As far as advice goes, I would try as many switches as you can as cheaply as you can before you start making potentially expensive investments in entire boards. It is a good idea to play with everything on a tester for a while and figure out what switch types you seem to really like between linear, tactile and clicky and then start narrowing down what you like about those types. It is also a good idea to get a cheap hot swap board (that doesn't have Outemu hot swap sockets) for testing the switches you do like without committing to soldering them into a board. Tactiles are weird in that they're usually a plasticy and rounded feel (in the MX space) but there are some tactiles that are relatively sharp/crisp, like Alps and Matias.
Of the 3 you have tried, I think Gateron reds are pretty nice. Personally, I think that MX browns are the worst tactile switch still in production (very scratchy), but it has its fans. These "linear" Matias switches have more tactility than MX brown though.
I just ordered 2 new keycap sets: Infinikey Monochrome and GMK Striker 2 (+Salvun Classic Football). I personally love the profile of SA keycaps, there is something nostalgic about their shape - I'm negotiating with a guy in PA to buy SA Laser by Mito. Hopefully I get it! The Gaijin set is amaaaaaazing
... I'm really into japanese culture, so finding cool hiragana/katakana sets is great for me!
I'm starting to realize that this hobby is expeeeeeensive xD!
What are your top 3 keycap sets and do you have a preference about profiles?
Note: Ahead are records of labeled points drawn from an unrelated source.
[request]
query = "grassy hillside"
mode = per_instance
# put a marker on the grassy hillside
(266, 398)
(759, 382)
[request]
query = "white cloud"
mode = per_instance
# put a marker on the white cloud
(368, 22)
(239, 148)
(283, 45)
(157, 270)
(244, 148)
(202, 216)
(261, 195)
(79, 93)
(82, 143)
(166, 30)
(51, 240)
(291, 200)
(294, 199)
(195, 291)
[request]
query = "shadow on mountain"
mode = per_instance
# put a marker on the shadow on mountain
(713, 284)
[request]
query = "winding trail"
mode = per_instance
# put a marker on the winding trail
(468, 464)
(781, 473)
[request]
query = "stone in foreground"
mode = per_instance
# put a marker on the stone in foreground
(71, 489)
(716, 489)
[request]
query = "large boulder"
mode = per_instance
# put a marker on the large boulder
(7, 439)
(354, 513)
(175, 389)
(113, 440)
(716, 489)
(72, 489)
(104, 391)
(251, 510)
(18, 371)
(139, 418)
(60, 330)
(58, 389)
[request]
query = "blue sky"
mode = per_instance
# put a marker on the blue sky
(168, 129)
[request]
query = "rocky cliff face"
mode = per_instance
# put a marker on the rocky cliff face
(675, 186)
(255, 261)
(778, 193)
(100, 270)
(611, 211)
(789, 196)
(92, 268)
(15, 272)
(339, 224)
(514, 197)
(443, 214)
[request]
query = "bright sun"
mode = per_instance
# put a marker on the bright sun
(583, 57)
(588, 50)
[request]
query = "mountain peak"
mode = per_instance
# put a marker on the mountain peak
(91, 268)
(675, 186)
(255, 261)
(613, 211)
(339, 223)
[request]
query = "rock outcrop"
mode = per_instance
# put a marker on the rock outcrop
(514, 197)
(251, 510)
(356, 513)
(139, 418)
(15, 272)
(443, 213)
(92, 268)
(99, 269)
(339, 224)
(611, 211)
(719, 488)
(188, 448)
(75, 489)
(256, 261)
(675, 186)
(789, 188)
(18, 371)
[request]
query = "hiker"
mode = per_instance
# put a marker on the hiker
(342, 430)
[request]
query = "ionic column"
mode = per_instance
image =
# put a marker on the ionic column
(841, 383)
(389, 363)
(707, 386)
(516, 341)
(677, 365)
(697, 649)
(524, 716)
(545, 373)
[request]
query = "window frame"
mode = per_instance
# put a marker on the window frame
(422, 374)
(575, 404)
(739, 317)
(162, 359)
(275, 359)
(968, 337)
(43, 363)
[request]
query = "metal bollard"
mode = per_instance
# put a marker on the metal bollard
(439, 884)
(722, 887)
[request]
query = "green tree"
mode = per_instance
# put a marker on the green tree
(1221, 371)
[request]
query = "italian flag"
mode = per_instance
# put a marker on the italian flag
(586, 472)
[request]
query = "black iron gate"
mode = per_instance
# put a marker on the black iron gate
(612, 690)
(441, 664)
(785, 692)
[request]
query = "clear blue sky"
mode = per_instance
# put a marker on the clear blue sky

Personally, I don't really have any huge interest in caps. The ones you mentioned look great to me, but I rarely buy any. If I do, I usually get some cheap Chinesium that seems to be of at least decent quality to me. Thicker caps are nice though, for sound purposes with certain switches. I like my caps to shine (wear smooth), and most of the market is matte PBT. if you like hiragana/katakana, have you looked at the red samurai set? I particularly like that one myself, but I haven't dropped the cash. That's basically where my knowledge ends on the matter. lol
I haven't put much thought into profiles either myself. I have probably tried some SA-esque profiles on vintage boards, and I think I have a Chinesium SA set somewhere that I never put on a board yet.
Also, any recommendation on Soldering Irons? I'm thinking on buying this one https://www.amazon.com/dp/B01MD12DYT/
That one has good reviews, and the portability must be nice. I prefer having more of a soldering station though myself, and the tips for that are expensive and don't follow any standard.
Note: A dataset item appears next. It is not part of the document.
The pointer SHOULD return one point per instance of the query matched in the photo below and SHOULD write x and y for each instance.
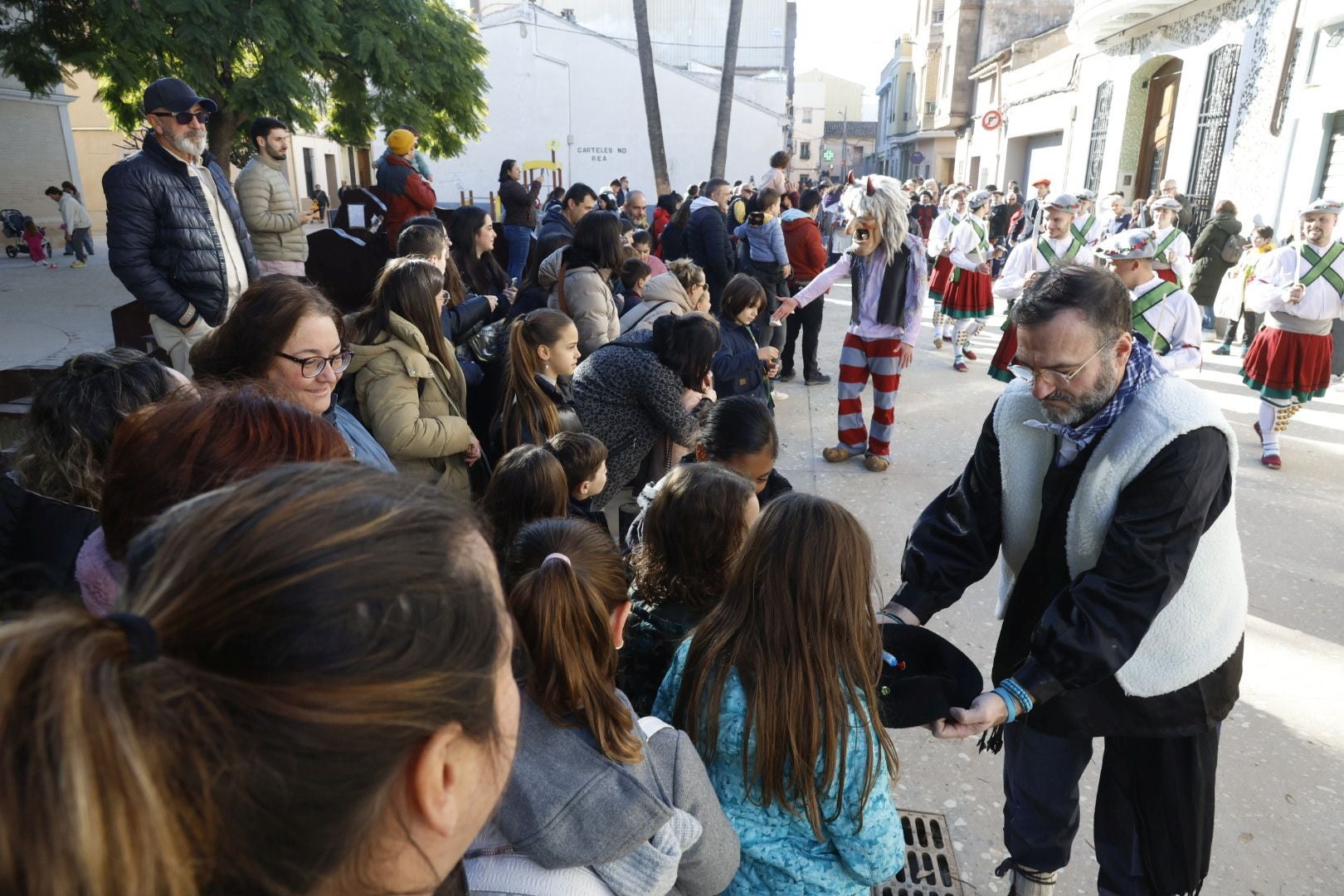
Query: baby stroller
(12, 222)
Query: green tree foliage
(355, 63)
I usually use these. It takes standard Hakko tips, which are produced cheaply by many manufacturers. It has both a sponge and tip cleaner, both of which come in handy, and it has a place to the left to conveniently mount your spools of solder and desoldering braid. The coiled wire is a lot better way to stow a soldering iron while it heats up, or you work on something else, etc, as well.
If you think that you're going to do a lot of desoldering of existing boards,
this is also something to consider. It isn't cheap, but it saves you a lot of time. I can desolder a whole board with that thing in 10 or 15 minutes. There are more affordable options, but I wanted the best. I can't speak for how well the cheaper electronic pumps work but the manual pumps I have (which were cheap) were a nightmare. They clogged constantly, and getting just the right angle for proper suction was a pain. If you do get a manual pump, make sure it has a silicone nozzle, as that would help a lot with resolving problems with suction.